The dataset of small RNAs were derived from deepBase , which integrates a number of small RNA experiments and uses an elaborate classification schema to classify small RNA loci. The dataset organizes the small RNA loci as clusters. The small RNA clusters and their respective annotations were downloaded from the website and the dataset comprised of 408,009 small RNA clusters. deepBase also quantifies the reads mapping to each of the clusters and the tissue/cell type libraries from which the data was derived, thus serving as a ready resource to understand tissue-specific differential expression at each of the small RNA cluster loci. In addition, we also downloaded an independent dataset of small RNA cloning data from smiRNAdb . The dataset consisted of 60,355 loci derived from 170 tissues. Further, we obtained 4 small RNA datasets from ENCODE project which contained small RNA cluster tags for 2 cell lines (Gm12878 and K562).

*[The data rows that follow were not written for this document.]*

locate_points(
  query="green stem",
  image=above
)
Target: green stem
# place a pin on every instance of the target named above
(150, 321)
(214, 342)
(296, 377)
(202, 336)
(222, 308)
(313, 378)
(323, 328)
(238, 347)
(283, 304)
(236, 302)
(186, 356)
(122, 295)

We also performed our additional analysis on an independent dataset of lncRNAs, recently annotated as a part of Gencode . The data was derived from Gencode Version 10 (November 2011 freeze, GRCh37) (http://www.gencodegenes.org/) a publicly available database. The dataset included a total of 28,389 long non-coding transcripts comprising of 58,857 exons and 41,310 introns with annotations from Ensembl (Havana). The small RNA dataset derived from deepBase were mapped onto the lncRNA exonic positions and intronic positions using custom scripts. Similarly mappings were also carried out on the Gencode protein coding exons (n=761937) and introns (n=683105).
The mapping of small RNAs to lncRNA exons from lncRNAdb was performed using bespoke script written in Perl. Only small RNAs mapping entirely to an lncRNA exons and mapping in the same strand orientation were considered for further analysis. The expression data was retrieved for respective mapped clusters manually for comparison at tissue level. We additionally performed mappings using a similar strategy across the lncRNA exons and introns on the independent dataset of human lncRNA annotations from Gencode. An overview of the computational analysis pipeline is described in Figure Figure33.
Title: Integrative transcriptomes analysis suggest processing of a subset of long non-codingRNAs to small RNAs
Versions: 1, 2 & 3 9 January 2012 /12 April 2012/21 June 2012.
Reviewer Number: 1.
Reviewer: Dr Rory Johnson (nominated by Fyodor Kondrashov).
1. Sample size: The authors carry out their analysis on an extremely limited set 72 of manually curated RNAs from lncrnadb. Therefore, results from such a small set offer us very little insight into whether this is a general phenomenon or not. Large lncRNA annotations with several thousand examples in mouse or human have been available for quite some time (eg Jia et al. PMID 20587619, He et al. PMID 18000000). I am confused why the analysis was not carried out using such a set.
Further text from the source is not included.